Molly | Peter and the Starcatcher | Rick Elice
You stop that right now. I won’t answer any such question. You’re leaning toward the sentimental and that’s all well and good for a boy, but the fact is we girls can’t afford to be sentimental. We must instead be strong. And when I marry, I shall make it very clear to this person — that sentimentality is not on the calendar. He will have to lump it or leave it. And if he should leave, I’ll stay a spinster and pin my hair back and volunteer weekends at the hospital. And I will love words for their own sake, like “hyacinth” and “Piccadilly” and “onyx”. And I’ll have a good old dog, and this what I like, and be part of a different sort of family, with friends you know? — who understand that things are only worth what you’re willing to give up for them.
Percy | Seven Stories | Morris Panych
Say — where did you get that drink? I’ve been looking everywhere. Nobody’s drinking anything. Is this a new trend or what? First nor body was smoking, so I had to give up smoking. I never really liked smoking, you know, but everybody was smoking, so I started smoking, and then I got hooked. Then everybody was quitting so I had to quit. And now it looks like nobody’s drinking. Everybody’s walking. Everybody used to run. I’m glad that’s over. Now everybody is walking. Nobody’s running anymore. Well, I guess it’s because everybody’s getting older. Well — nobody’s getting younger, that’s for sure! Yeah — everybody’s in the same boat, and nobody’s rocking it anymore. Everybody used to rock the boat. Everybody used to be different from everybody else, so nobody would be the same. But that didn’t work, because everybody was the same, because everyone was different. No everybody is just plain “the same.” Except for you. You’re drinking. I wish I was.

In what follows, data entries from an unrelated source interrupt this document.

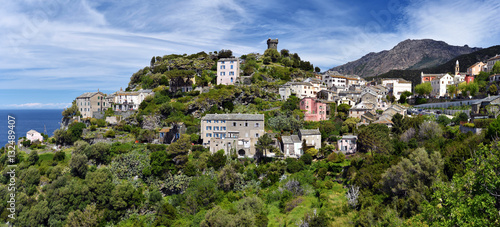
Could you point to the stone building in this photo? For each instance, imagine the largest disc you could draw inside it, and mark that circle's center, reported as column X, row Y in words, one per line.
column 315, row 110
column 272, row 44
column 89, row 102
column 232, row 132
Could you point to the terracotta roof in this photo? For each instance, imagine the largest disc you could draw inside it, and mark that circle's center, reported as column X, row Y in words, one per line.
column 234, row 117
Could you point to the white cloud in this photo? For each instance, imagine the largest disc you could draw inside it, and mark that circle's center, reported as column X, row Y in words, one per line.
column 40, row 105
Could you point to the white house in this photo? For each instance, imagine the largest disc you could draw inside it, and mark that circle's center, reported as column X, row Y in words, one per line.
column 398, row 86
column 33, row 136
column 300, row 89
column 130, row 100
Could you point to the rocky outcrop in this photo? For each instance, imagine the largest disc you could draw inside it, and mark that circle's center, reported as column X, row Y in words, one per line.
column 409, row 54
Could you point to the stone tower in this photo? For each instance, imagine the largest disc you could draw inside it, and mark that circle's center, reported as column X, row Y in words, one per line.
column 272, row 44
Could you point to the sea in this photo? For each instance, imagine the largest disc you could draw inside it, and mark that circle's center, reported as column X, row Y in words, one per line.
column 41, row 120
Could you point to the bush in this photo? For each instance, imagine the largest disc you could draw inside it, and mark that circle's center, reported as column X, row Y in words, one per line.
column 306, row 158
column 110, row 133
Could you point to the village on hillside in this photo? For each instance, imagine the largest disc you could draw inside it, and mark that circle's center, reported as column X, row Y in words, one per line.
column 320, row 97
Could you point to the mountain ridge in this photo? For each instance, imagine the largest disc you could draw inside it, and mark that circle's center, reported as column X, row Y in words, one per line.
column 408, row 54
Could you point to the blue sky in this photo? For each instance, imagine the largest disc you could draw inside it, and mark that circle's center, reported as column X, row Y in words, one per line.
column 52, row 51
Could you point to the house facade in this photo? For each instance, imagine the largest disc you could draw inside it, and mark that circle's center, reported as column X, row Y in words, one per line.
column 300, row 89
column 440, row 83
column 315, row 110
column 347, row 144
column 334, row 80
column 476, row 68
column 238, row 132
column 33, row 135
column 228, row 71
column 124, row 101
column 491, row 62
column 89, row 102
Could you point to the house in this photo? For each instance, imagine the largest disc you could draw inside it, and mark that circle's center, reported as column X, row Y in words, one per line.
column 334, row 79
column 315, row 110
column 182, row 83
column 238, row 132
column 326, row 95
column 228, row 71
column 475, row 69
column 397, row 86
column 171, row 134
column 440, row 83
column 90, row 102
column 491, row 62
column 361, row 108
column 347, row 144
column 368, row 117
column 345, row 100
column 312, row 137
column 291, row 146
column 494, row 78
column 300, row 89
column 33, row 136
column 130, row 100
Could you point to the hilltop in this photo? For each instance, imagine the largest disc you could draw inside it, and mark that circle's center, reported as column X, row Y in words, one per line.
column 465, row 61
column 409, row 54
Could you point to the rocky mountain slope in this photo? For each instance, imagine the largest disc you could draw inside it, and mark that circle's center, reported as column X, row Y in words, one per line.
column 409, row 54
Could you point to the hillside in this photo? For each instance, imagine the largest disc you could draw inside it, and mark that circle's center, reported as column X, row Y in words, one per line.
column 465, row 61
column 409, row 54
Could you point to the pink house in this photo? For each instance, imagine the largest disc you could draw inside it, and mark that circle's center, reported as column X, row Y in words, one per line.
column 33, row 136
column 315, row 110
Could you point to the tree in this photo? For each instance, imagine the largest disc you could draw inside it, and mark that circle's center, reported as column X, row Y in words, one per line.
column 471, row 198
column 273, row 54
column 78, row 165
column 399, row 125
column 217, row 160
column 264, row 143
column 412, row 178
column 90, row 216
column 374, row 138
column 423, row 89
column 496, row 68
column 493, row 89
column 292, row 103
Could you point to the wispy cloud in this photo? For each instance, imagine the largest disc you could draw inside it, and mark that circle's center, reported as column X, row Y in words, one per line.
column 40, row 105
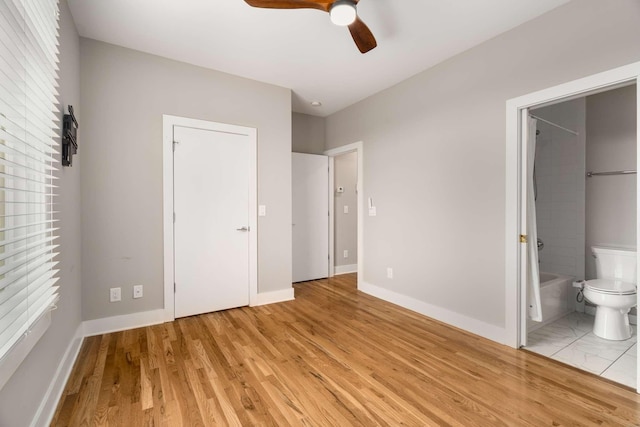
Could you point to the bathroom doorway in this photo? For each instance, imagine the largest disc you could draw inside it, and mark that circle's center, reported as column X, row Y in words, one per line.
column 570, row 261
column 349, row 154
column 585, row 196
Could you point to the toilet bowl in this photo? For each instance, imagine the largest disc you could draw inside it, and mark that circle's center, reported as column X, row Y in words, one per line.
column 614, row 292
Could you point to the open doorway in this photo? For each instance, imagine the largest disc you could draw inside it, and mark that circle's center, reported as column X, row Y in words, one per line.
column 521, row 300
column 346, row 166
column 584, row 191
column 345, row 213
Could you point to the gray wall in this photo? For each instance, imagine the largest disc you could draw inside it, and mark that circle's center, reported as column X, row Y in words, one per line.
column 611, row 145
column 560, row 174
column 21, row 396
column 124, row 95
column 434, row 152
column 308, row 134
column 346, row 225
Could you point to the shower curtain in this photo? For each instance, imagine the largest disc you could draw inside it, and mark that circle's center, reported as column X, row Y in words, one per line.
column 533, row 280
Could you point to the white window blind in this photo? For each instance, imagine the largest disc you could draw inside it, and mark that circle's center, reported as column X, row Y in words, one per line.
column 29, row 119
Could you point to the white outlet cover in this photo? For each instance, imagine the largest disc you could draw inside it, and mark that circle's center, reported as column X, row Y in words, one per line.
column 115, row 295
column 137, row 291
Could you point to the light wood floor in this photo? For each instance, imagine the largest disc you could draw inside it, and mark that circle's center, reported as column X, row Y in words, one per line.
column 332, row 357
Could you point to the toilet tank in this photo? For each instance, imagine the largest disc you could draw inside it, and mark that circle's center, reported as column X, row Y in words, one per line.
column 615, row 263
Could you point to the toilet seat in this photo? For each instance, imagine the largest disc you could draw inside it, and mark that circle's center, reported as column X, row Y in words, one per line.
column 611, row 286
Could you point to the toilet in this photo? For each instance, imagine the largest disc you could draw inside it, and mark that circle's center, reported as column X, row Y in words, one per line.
column 613, row 292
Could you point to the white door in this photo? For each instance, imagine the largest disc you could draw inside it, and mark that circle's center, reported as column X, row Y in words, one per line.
column 211, row 230
column 310, row 192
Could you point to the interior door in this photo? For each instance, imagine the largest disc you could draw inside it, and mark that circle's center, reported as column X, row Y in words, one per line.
column 310, row 192
column 211, row 230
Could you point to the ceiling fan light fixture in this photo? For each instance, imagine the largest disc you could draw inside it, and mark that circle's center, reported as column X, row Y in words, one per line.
column 343, row 12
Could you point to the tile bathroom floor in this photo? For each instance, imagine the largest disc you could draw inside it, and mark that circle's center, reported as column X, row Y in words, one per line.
column 571, row 340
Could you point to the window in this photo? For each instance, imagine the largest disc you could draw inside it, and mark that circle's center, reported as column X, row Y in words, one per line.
column 29, row 120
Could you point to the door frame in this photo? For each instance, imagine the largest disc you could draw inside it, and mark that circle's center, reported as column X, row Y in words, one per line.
column 358, row 147
column 168, row 122
column 516, row 110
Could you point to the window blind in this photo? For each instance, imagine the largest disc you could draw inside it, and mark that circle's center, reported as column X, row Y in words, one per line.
column 29, row 120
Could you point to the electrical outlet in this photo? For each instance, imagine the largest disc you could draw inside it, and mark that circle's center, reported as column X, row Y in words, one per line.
column 115, row 294
column 137, row 291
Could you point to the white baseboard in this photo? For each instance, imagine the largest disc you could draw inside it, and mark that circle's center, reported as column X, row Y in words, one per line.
column 274, row 296
column 345, row 269
column 47, row 409
column 475, row 326
column 123, row 322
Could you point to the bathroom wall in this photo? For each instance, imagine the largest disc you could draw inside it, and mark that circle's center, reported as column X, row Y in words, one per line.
column 611, row 146
column 346, row 224
column 560, row 175
column 434, row 159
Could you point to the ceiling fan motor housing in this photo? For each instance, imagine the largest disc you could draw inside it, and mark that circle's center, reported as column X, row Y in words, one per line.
column 343, row 12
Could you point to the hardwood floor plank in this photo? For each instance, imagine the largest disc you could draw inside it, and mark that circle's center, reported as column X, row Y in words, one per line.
column 332, row 357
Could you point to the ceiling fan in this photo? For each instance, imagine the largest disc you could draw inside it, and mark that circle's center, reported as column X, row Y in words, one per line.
column 343, row 12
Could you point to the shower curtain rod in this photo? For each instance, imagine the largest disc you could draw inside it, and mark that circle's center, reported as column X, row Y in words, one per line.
column 553, row 124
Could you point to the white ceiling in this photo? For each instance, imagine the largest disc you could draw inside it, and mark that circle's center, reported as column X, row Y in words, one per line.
column 301, row 49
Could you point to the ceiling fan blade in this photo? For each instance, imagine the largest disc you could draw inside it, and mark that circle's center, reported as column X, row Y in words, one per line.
column 324, row 5
column 362, row 35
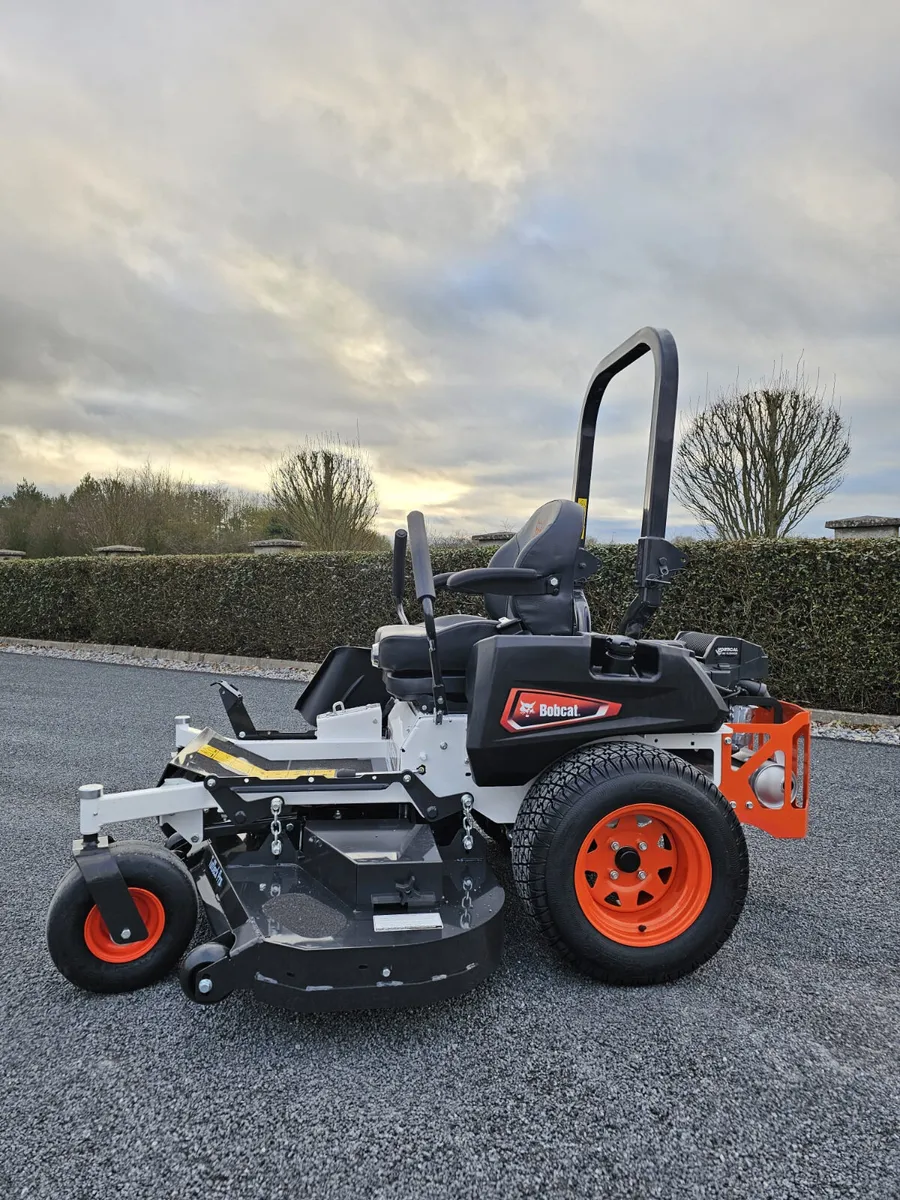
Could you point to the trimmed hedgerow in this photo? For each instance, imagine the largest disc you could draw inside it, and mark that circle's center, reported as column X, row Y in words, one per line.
column 827, row 612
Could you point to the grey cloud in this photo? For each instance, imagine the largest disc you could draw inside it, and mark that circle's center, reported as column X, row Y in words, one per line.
column 227, row 227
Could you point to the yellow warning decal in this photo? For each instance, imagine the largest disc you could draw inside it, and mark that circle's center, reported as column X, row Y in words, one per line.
column 244, row 767
column 583, row 502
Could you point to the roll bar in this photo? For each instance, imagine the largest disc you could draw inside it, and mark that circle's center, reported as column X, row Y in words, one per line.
column 657, row 558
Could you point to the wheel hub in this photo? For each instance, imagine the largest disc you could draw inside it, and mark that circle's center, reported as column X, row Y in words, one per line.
column 628, row 859
column 647, row 897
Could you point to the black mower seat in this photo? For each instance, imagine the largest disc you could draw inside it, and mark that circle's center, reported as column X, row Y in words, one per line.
column 405, row 647
column 549, row 543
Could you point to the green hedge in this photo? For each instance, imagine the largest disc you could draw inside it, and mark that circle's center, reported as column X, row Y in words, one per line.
column 827, row 612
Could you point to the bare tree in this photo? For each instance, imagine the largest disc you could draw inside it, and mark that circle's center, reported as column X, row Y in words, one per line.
column 325, row 492
column 756, row 462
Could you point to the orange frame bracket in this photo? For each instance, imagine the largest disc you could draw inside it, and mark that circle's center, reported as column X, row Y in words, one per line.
column 792, row 738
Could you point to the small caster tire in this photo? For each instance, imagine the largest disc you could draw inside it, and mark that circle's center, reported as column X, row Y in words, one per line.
column 192, row 973
column 166, row 898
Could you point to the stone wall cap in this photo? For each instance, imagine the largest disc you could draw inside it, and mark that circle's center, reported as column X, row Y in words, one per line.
column 862, row 522
column 279, row 541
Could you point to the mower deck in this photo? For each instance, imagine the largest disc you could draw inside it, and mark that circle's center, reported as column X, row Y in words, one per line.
column 363, row 940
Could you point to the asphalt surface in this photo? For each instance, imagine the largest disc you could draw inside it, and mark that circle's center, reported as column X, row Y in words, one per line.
column 773, row 1072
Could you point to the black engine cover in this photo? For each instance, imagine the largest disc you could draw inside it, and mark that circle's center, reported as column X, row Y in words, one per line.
column 534, row 699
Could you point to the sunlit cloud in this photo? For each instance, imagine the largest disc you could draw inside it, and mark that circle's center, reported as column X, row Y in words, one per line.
column 423, row 225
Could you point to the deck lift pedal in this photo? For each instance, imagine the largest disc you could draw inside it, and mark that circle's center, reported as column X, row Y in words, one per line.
column 346, row 867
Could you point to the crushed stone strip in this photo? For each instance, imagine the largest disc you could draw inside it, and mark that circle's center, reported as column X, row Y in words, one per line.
column 130, row 660
column 835, row 730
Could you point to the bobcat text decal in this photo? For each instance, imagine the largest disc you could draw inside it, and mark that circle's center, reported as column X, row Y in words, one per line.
column 545, row 709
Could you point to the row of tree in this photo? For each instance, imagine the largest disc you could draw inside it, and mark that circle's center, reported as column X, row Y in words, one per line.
column 322, row 495
column 754, row 463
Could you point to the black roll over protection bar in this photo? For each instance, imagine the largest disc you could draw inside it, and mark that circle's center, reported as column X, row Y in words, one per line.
column 658, row 559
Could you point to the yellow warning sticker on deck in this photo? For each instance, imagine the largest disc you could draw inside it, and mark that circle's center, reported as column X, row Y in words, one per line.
column 244, row 767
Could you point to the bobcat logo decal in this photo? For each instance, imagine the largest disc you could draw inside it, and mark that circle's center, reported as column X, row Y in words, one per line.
column 528, row 709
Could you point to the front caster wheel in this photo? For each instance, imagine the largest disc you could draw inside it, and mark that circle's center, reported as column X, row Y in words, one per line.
column 631, row 862
column 79, row 941
column 196, row 978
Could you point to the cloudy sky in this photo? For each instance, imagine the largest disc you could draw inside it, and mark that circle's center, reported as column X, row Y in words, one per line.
column 226, row 225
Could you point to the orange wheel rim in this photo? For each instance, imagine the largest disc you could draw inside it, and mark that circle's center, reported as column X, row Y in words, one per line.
column 642, row 875
column 101, row 945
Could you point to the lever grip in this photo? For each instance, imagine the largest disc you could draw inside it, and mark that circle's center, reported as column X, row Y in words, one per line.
column 421, row 557
column 399, row 565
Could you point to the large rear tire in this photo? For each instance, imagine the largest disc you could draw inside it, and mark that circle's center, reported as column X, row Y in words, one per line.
column 631, row 863
column 79, row 941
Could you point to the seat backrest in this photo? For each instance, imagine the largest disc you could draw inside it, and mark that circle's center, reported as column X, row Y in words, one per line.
column 547, row 543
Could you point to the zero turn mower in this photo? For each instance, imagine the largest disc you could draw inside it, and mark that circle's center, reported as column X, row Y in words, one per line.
column 346, row 867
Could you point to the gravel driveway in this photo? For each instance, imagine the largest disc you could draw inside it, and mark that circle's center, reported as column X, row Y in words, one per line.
column 773, row 1072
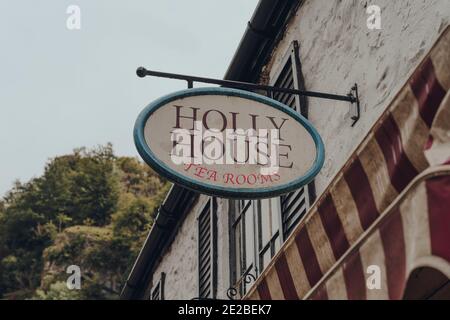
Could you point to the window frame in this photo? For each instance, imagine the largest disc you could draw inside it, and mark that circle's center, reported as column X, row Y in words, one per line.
column 210, row 208
column 292, row 56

Marlene | Drag Queens on Trial | Sky Gilbert
Yes, my name is Marlene Delorme, but I was born Bobby Fitch. […] How can I make you understand? When a drag queen lies, she tells the truth. That is what defines a drag queen. Yes I was a boring little boy named Bobby Fitch, yes I lived in a horrid little house, not a thatched cottage, yes I had a pet frog, and his name wasn’t Desiree — it was Fred, and my motor scooter wasn’t pink, it was green like the motor scooters of other children. […] Let me tell you something. Yes, I admit I… I was born a brunette. But to quote Norman Mailer: “Any lady who chooses to be a blonde is truly a blonde.” […] Don’t let anyone tell you anything else, blondes do have more fun, and I made a pact with myself as a child that I would live my life as a blonde, no matter how much money I had to spend on conditioner.